Keywords: lncRNA, cuproptosis, KIRP, prognosis, immune relevance
Introduction
Kidney renal papillary cell carcinoma is the second type of renal cancer incidence, accounting for approximately 15%–20% of renal cell carcinoma (Hong et al., 2021). The treatment modalities of KIRP include traditional surgical treatment, molecular targeted therapy, and chemoradiotherapy, while molecular targeted therapy is an important treatment option to improve the quality of life of KIRP patients. However, KIRP-related therapeutic targets and prognosis markers are very lacking. Therefore, finding new therapeutic targets and prognosis markers for KIRP has important clinical implications.
LncRNAs are RNA transcripts > 200 nucleotides in length (Wang et al., 2019) that are widely involved in vital physiological processes such as metabolism and immunity and are closely related to the development of diseases such as tumors, cardiovascular diseases, neurological diseases, and nephropathy. Some studies have shown that lncRNA expression is significantly associated with the diagnosis and prognosis of KIRP (Lan et al., 2017; Zuo et al., 2018; Kang and Yang, 2022; Wu et al., 2022).

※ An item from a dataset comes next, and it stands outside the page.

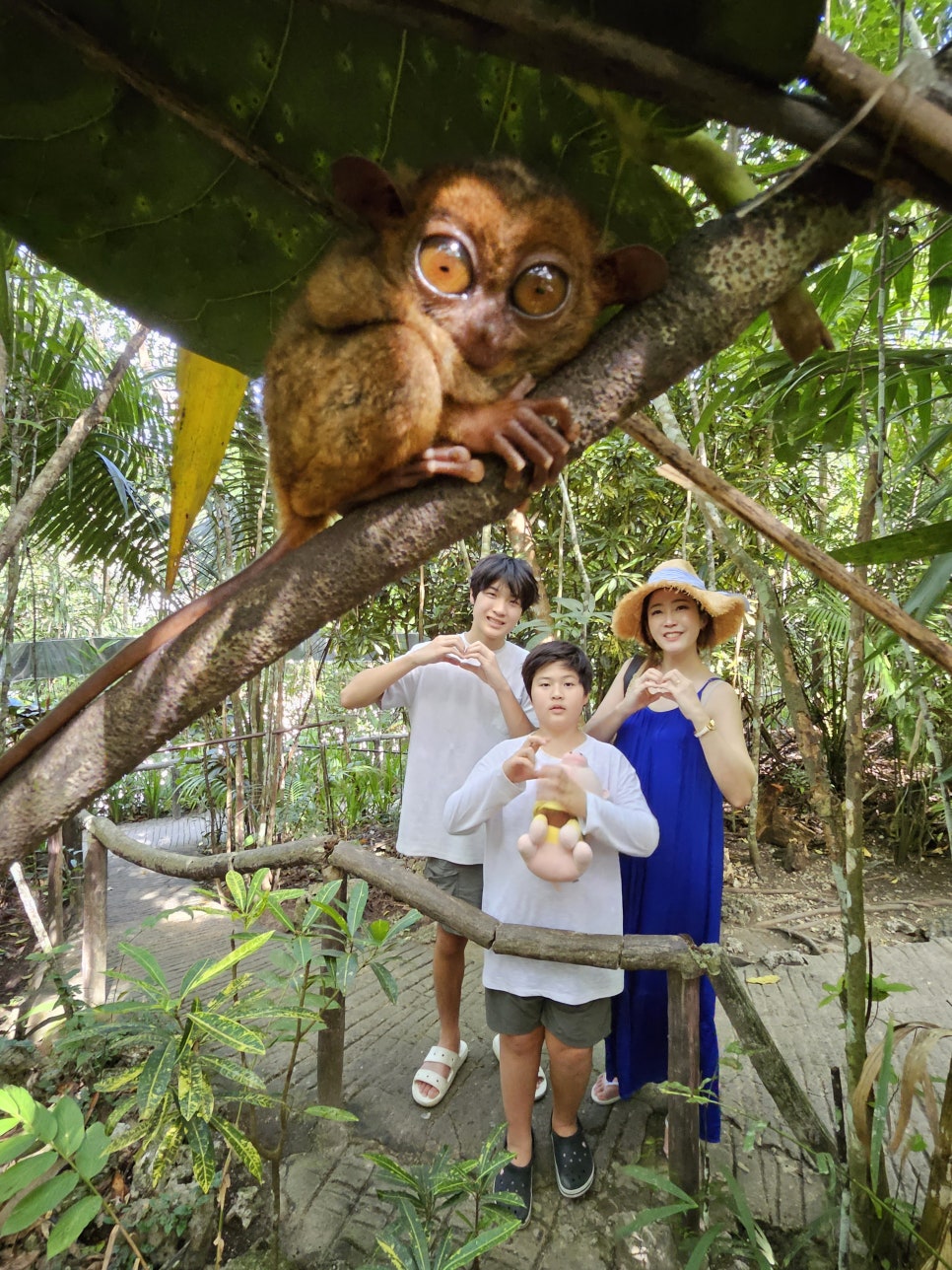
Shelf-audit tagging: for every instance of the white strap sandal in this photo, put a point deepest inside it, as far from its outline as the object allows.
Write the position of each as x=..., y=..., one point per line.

Copper is essential during metabolism, including iron uptake and mitochondrial respiration (Ruiz et al., 2021). Increasing evidence suggests that copper is involved in multiple processes of tumor growth (Oliveri, 2022) and plays a vital role in the development of tumors. Excess copper may lead to mitochondrial protein aggregation and show different forms of cell death (Kahlson and Dixon, 2022). Cuproptosis is a novel programmed cell death discovered by Tsvetkov et al. (2022). Recently, some studies have found that cuproptosis-related lncRNAs are involved in the development of kidney renal clear cell carcinoma (KIRC), bladder cancer, and colorectal cancer (Cancer Genome Atlas Research Network, 2014; Kim et al., 2022; Zhu et al., 2022). However, cuproptosis-related lncRNA-related studies are currently lacking in KIRP.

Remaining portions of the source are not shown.